The KDE report issued this week recommended BLES Principal John Kidd, BLES Vice Principal Rebecca Ratliff, District Testing Coordinator Tonya Williams and BLES teacher Jordan Kidd to go before the Education Standards Board, which among other responsibilities, handles issuing, renewing, suspending and revoking certificates for certified school personnel.
Lewis said, from his previous experience as a educational professional standards board member, that additional investigations will determine the context, the situation and what exactly happened.
“Our investigators will follow where the information takes us,” he said. “If it leads us to the place where there were inappropriate practices beyond Betsy Layne, then it could go there. It depends on where the investigation goes.”
Lewis said that the board has the authority to “take any number of actions” against the staff named in the report, ranging from nothing, to more training, to a professional admonishment, to losing their teaching certifications. He said that he estimates the staff will face the board during an upcoming meeting.
Lewis said that the impact on the students is immeasurable.

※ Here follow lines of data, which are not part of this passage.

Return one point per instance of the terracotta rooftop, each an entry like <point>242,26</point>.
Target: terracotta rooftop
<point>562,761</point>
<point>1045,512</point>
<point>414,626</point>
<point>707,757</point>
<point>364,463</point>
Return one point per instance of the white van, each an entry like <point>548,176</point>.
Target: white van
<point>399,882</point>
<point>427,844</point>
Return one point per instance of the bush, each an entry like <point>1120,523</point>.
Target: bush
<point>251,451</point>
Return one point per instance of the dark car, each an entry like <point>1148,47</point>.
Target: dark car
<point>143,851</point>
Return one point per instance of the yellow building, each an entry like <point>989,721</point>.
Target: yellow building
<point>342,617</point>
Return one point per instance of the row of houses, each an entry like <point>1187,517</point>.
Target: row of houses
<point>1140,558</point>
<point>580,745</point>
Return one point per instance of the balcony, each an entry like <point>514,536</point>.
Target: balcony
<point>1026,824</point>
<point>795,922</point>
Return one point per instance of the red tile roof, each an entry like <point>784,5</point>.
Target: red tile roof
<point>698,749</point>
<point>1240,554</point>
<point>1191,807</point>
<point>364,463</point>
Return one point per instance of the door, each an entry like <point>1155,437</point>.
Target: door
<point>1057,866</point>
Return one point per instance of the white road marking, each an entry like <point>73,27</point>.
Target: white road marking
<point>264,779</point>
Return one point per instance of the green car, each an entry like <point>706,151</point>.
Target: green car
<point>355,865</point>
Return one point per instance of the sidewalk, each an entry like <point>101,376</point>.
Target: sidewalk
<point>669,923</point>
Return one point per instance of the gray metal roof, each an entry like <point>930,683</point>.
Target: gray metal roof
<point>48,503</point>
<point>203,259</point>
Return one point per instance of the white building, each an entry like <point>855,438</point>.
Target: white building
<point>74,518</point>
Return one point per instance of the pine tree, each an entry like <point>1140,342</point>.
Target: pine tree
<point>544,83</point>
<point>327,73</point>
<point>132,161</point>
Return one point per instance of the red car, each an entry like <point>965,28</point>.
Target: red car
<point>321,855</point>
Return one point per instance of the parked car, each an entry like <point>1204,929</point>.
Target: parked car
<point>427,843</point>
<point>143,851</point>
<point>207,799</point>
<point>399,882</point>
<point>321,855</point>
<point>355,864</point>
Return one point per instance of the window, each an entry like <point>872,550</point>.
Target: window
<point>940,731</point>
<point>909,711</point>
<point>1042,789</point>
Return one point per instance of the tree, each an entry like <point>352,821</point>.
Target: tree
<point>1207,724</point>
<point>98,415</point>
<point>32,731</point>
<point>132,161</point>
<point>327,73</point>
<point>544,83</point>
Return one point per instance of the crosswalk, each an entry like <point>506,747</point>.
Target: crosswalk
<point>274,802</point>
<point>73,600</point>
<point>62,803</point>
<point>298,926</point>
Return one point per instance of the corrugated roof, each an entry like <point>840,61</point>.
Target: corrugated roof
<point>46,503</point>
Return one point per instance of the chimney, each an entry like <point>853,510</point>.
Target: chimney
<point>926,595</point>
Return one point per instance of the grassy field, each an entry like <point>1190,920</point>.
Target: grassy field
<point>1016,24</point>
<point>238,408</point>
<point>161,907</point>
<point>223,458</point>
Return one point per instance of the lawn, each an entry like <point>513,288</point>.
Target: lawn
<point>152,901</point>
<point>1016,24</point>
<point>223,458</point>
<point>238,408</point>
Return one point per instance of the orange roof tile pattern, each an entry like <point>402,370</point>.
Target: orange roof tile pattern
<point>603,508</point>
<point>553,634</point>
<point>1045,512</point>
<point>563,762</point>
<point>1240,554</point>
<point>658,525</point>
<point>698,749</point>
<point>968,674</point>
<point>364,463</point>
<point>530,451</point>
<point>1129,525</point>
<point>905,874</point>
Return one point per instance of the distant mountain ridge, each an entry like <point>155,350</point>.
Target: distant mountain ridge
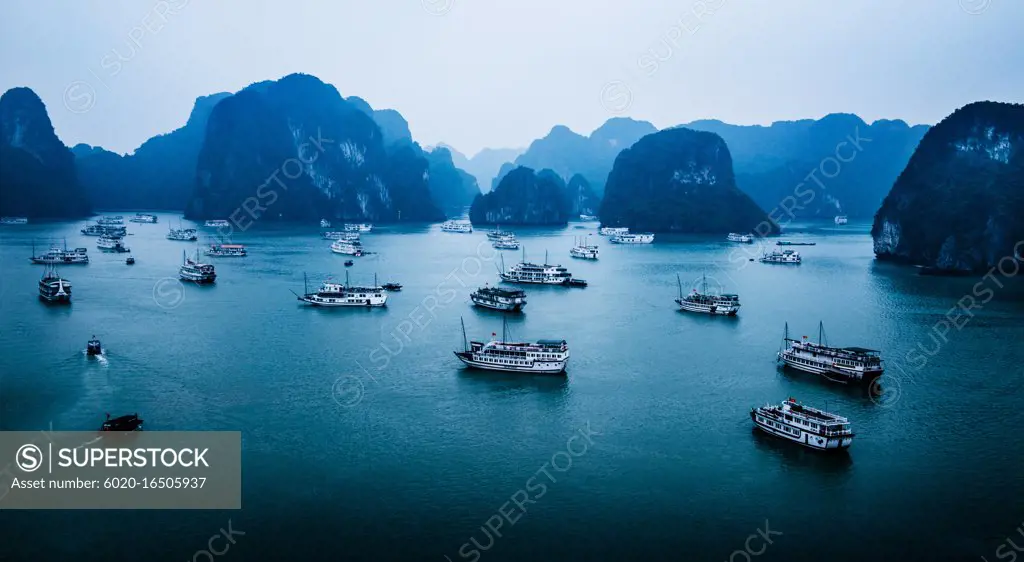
<point>524,197</point>
<point>680,180</point>
<point>844,165</point>
<point>484,165</point>
<point>160,174</point>
<point>38,177</point>
<point>296,149</point>
<point>567,153</point>
<point>958,205</point>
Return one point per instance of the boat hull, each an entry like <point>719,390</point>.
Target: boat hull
<point>827,371</point>
<point>718,310</point>
<point>538,368</point>
<point>509,278</point>
<point>504,306</point>
<point>55,299</point>
<point>805,438</point>
<point>336,302</point>
<point>199,279</point>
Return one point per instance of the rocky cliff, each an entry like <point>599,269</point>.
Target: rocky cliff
<point>679,180</point>
<point>568,153</point>
<point>581,197</point>
<point>452,188</point>
<point>295,148</point>
<point>960,203</point>
<point>523,197</point>
<point>839,164</point>
<point>160,174</point>
<point>37,171</point>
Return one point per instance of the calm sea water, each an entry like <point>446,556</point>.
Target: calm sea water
<point>365,439</point>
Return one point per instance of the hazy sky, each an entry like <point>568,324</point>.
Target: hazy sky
<point>494,73</point>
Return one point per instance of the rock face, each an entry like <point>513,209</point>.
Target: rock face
<point>960,203</point>
<point>839,164</point>
<point>484,165</point>
<point>393,126</point>
<point>452,188</point>
<point>295,149</point>
<point>37,171</point>
<point>582,199</point>
<point>523,197</point>
<point>160,174</point>
<point>568,154</point>
<point>680,180</point>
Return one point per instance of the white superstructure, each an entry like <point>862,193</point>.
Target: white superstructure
<point>808,426</point>
<point>639,238</point>
<point>457,226</point>
<point>841,364</point>
<point>583,250</point>
<point>335,294</point>
<point>704,302</point>
<point>347,247</point>
<point>785,256</point>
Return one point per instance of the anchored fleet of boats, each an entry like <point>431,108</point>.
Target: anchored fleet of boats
<point>790,420</point>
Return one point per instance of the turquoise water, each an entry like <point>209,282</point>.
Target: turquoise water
<point>365,439</point>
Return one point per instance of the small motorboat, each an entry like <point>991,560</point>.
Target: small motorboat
<point>93,348</point>
<point>130,422</point>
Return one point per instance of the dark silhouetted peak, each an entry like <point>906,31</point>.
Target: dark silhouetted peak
<point>960,203</point>
<point>679,180</point>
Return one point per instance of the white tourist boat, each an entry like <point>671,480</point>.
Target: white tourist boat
<point>53,288</point>
<point>347,247</point>
<point>785,256</point>
<point>840,364</point>
<point>704,302</point>
<point>184,234</point>
<point>498,233</point>
<point>457,226</point>
<point>226,251</point>
<point>583,250</point>
<point>196,271</point>
<point>64,256</point>
<point>336,234</point>
<point>526,272</point>
<point>506,243</point>
<point>335,294</point>
<point>541,357</point>
<point>111,221</point>
<point>509,300</point>
<point>143,218</point>
<point>112,244</point>
<point>808,426</point>
<point>104,229</point>
<point>639,238</point>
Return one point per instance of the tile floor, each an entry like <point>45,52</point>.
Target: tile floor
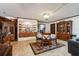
<point>22,48</point>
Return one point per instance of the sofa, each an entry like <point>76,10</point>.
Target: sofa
<point>5,50</point>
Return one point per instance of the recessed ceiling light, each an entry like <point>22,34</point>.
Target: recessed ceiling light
<point>46,16</point>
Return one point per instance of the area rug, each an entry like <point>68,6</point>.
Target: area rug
<point>36,49</point>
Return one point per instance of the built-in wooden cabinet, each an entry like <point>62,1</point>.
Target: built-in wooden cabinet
<point>8,28</point>
<point>64,30</point>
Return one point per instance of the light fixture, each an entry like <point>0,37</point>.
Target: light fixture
<point>46,16</point>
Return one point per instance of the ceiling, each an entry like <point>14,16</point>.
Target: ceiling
<point>56,11</point>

“The impact on the students does not come from the invalidation of the test scores. It comes from the really unprofessional and unethical decisions made on the account of staff. Students were identified for special education based on their scoring on standardized education,” he said. “By doing that, those students were deprived of educational services that were appropriate for their learning. In some cases, you have some kids that missed out for years on services, on instruction that was appropriate for them — from moving them forward, from learning because professionals made decisions to game the system rather than serve kids the way they deserve to be served.”